Entonces contemplé por primera vez esa sonrisa tuya que me acompañaría durante el resto de mi vida. Era casi tímida pero cargada de intenciones. Peligrosa. Y, al mismo tiempo, reconfortante. Tanto que, cuando quise darme cuenta, llevaba mirándote fijamente más tiempo de lo normal. Por eso choqué con aquella señora malhumorada.

―¡Por las barbas de Merlín! ―exclamó indignada―. ¡Mira por dónde vas, chiquillo! Estos jóvenes de hoy en día ya no saben ni cómo debe uno caminar por la acera.

Me echó una última mirada cargada de irritación antes de alejarse caminando con la cabeza en alto y aires de grandeza. Hasta ese momento no fui consciente de que tú me sujetabas del brazo y de que el pastel se me había caído en un charco. Ahogué un gemido.

―Tengo... tengo que llevárselo a la señora...

―No te preocupes. Compraremos otro.

―No, no. ―Empecé a ponerme nervioso―. Tiene que ser de esa panadería y estaba a punto de cerrar cuando me marché, así que...

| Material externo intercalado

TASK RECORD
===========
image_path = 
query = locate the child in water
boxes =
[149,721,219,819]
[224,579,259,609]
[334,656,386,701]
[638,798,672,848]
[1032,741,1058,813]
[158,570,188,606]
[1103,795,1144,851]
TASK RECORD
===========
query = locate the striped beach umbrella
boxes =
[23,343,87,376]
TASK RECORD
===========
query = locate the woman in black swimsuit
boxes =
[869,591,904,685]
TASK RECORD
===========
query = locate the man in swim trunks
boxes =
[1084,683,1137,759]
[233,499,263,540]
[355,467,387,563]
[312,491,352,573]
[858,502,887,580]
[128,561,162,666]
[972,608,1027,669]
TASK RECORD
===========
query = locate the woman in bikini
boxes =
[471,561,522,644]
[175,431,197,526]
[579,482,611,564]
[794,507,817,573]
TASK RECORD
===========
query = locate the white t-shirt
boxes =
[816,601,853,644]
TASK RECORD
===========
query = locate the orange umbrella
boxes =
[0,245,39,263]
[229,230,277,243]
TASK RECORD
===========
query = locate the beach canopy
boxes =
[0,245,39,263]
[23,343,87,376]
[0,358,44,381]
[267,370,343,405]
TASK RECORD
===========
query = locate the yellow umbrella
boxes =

―¿Por qué solo de esa panadería? ―preguntaste.

―Porque dice que es la mejor de la ciudad.

Sonreíste otra vez. Cerrabas los ojos cuando lo hacías. Me fijé entonces en que eran grises como un día nublado, pero intensos, abrasadores.

―Ven conmigo, te prometo que conozco un sitio en el que hacen un pan mejor.

―Yo... no puedo. Llegaré tarde. Y ni siquiera te conozco.

―Me llamo Sirius.

―Pero...

―Ahora es cuando tú me dices tu nombre.

―Es que... tengo que irme...

Noté que dudabas. Y luego alguien sobre una nimbus 1000 pasó por la calzada y te quedaste mirándolo como todos hacíamos por esa época cada vez que una escoba así aparecía. Pero no te mostraste anhelante contemplándola conforme se alejaba, sino tan solo pensativo.

―Está bien, hagamos un trato. Voy a conseguirte un pastel del mejor sitio que conozco y tú me esperarás aquí mientras tanto. Cuando regrese, me dirás cómo te llamas.

Estaba tan nervioso que no me salía la voz, pero asentí con la cabeza y después me quedé allí quieto mientras te alejabas. Quizá no sabías que no estaba acostumbrado a hablar con hombres como tú, porque a pesar de que aparentabas poco más de veinte años tenías los rasgos duros y marcados, y una seguridad que me costaba enfrentar de buenas a primeras.